20 agosto 2010

A DESPEDIDA DE UM AMOR

Sei que vou sofrer por muitos dias. Talvez meses e anos, mas não importa. Saí dessa. De um amor tóxico que me consumia e fazia com que eu tremesse só de pensar que podia escapar de dentro de mim e eu despencar. Talvez pudesse ter tomado essa atitude antes, mas não deu. Era preciso lutar internamente. Transformar meus sentimentos. Desacelerar a ansiedade que saltava do peito para viver algo bombástico que me fazia tão mal.
É ruim ser refém de algo na vida. Seja o que for é negativo demais. E um homem que abusa das fragilidades de uma mulher é de matar. Ele às vezes nem tem intenção de machucar, mas machuca. Tem cara de bonzinho, carinho gostoso. Mas é puro veneno. Não que traga os frascos nos bolsos e use-os com intenção de contaminar. Pior do que isso: faz sem medir conseqüências. Não percebe o mal que faz, porque sua estrutura permite usar alguém para se sentir fortalecido. Em resumo: você é o contrapeso que o faz estar equilibrado, nada mais.

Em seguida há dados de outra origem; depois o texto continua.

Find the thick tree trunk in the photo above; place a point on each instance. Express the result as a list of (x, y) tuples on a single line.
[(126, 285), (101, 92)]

Mas tenho que ser forte. Ter força e munição necessária para conseguir fugir dos pensamentos que ameaçam minha decisão. Da saudade do seu toque. Das palavrinhas mágicas que usa muito bem. Olhar que só agora percebo tão vazio. Talvez um homem-blefe. Possuído pela mentira, mesmo sem saber. Vai aqui um toque de perdão, não se pode julgar e condenar, mas tem pessoas que sabem fazer sofrer. Possuem o dom de transformar as coisas conforme sua vontade. Ficam bem e nós muito mal. Que continuem por aí com sua doença, mas longe de mim.
Essa despedida me faz pensar nos anos que vivi frustrada. Tão escorregadio, sempre com desculpas e o pior é que essa "coisa' preenchia minha vida. Que imenso buraco afetivo estava dentro de mim para que ele se aconchegasse com seu ar blasé e indiferente ao que acontecia.
O que fiz com a minha vida? Escolhas erradas acentuadas por um olhar míope. E é melhor ficar quieta quando não se sabe o que fazer. Ficar distante de tudo que lembre esse blefe. Desligar o celular, porque assim não fico olhando para ver se toca. Nem ver cenas de sexo ou românticas na TV, porque meu corpo vai sentir saudade daquela inverdade que o consumia.
Tenho que me despedir do amor bandido que sempre tinha o gatilho acionado para mim. Ferida, mesmo assim, saio dessa enrascada e quero construir um novo mundo para minha vida. Se ele me quisesse já teria tomado providências. Duro escutar isso. Dói como ponta de faca no peito, mas é a pura verdade. Homem quando se interessa por uma mulher, corre atrás. Faz qualquer coisa para tê-la ao seu lado. Não faz sofrer nem deixa para lá o que sente. Se fosse digno, já teria saído desse jogo de ilusões e deixado a minha vida se refazer .
Se continuar a dar permissão para que esse homem-blefe continue fazendo parte de você, pode estar certa que não desiste nem por um decreto. Se tiverem sexo bom, então, jamais vai se afastar dos encontros tórridos. Mas volta para a sua vidinha medíocre, seja ela qual for.
Despedir-se de um amor não é fácil. É doído. A raiva vem com força de tanta frustração. O medo de ficar sozinha outra vez. Sozinha? E tinha companhia de verdade? Continuar desesperada imaginando que vai acontecer um milagre é imaturidade demais. Sem esperança, não tem como alguém ser feliz.
Talvez pense ser impossível, mas não é. Como um alcoólatra em tratamento, viva um dia de cada vez. A gente aprende a ler e a escrever dessa maneira. Primeiro o A, depois o E , e assim por diante. No alfabeto da vida também assim acontece. Passos de formiguinha, um a um, mas com competência. Se deixar para lá, como vai poder enxergar a realidade que ronda o seu coração? Aprenda a se defender. Comece a se exercitar. E mãos a obra em direção a liberdade.
Sai dessa amiga. Para de chorar. Olhe em volta e veja os milhões de oportunidades em torno de você. Está enganada, não precisa dele para se sentir inteira, você é inteira. Chega de atiçar o fogo, porque quando a fogueira espalha suas labaredas, fica difícil escapar do perigo. Providencia a maneira de sair da tristeza que sente. Não espere uma solução mágica, quem está no comando de sua vida é você. Aliás, só para lembrar - ela pertence a você e não a ele, ou outro alguém.